Alle Berichte sind ausnahmslos spannend und interessant geschrieben, hier hat man keine langweiligen Tagebucheinträge vor sich, sondern Erzählungen von Frauen, die wirklich Spannendes erlebt haben und die auch noch gekonnt davon berichten konnten. Es wird jedoch nicht nur über die Erlebnisse der Reisen gesprochen, ein großer Teil der Texte befasst sich auch mit der damaligen Gesellschaft, den Anforderungen und Erwartungen und dem Selbstbild der reisenden Damen, das war hochinteressant und vorallem in der Auswahl der Texte, die sich gegenseitig ergänzten, sehr gelungen.

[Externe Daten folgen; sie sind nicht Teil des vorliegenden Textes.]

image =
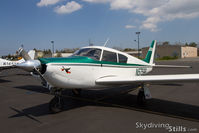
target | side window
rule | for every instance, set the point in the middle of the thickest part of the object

Die Texte werden von unterschiedlichen Sprecherinnen gesprochen, so dass man bereits an der neuen Stimme merkt, dass es sich um eine neue Erzählerin handelt. Alle Sprecherinnen liefern eine gute und solide Sprechleistung ab, kein Gestotter kein Gestammel, ordentliche und angemessene nicht zu theatralische Betonungen und eine sehr gute Tonqualität machen das Hörbuch zu einem wirklichen Hörgenuss.

Ich habe die Damen bei ihren Reisen sehr gerne begleitet und fühlte mit ihnen, saß mit auf dem Floß im Amazonas, auf den Kamelen der Karawane und habe die Angst vor den kriegerischen Massai fast selbst körperlich gespürt. Selten hat mich ein Hörbuch so beeindruckt und mitgerissen. Das Interesse der Frauen an ihrem Umfeld und die Neugier, die die meisten von ihnen angetrieben hat, ist mit jedem Wort zu spüren und macht das Hören der Geschichten wirklich interessant.

Sei es der Antrieb zu soziologischen oder anthropologischen Forschungen, die Damen hatten alle samt eine sehr gute Beobachtungsgabe und so gelingt es selbst mit wenigen Worten, die Situationen lebensnah und spannend zu schildern. Leider sind die Texte merklich gekürzt. Die kompletten Berichte als Printausgaben findet man hier.

Therese Prinzessin von Bayern:  Meine Reise in den brasilianischen Tropen

Isabella Lucy Bird: Leben einer Dame in den Felsengebirgen, aus dem Englischen übertragen. 1 Bd.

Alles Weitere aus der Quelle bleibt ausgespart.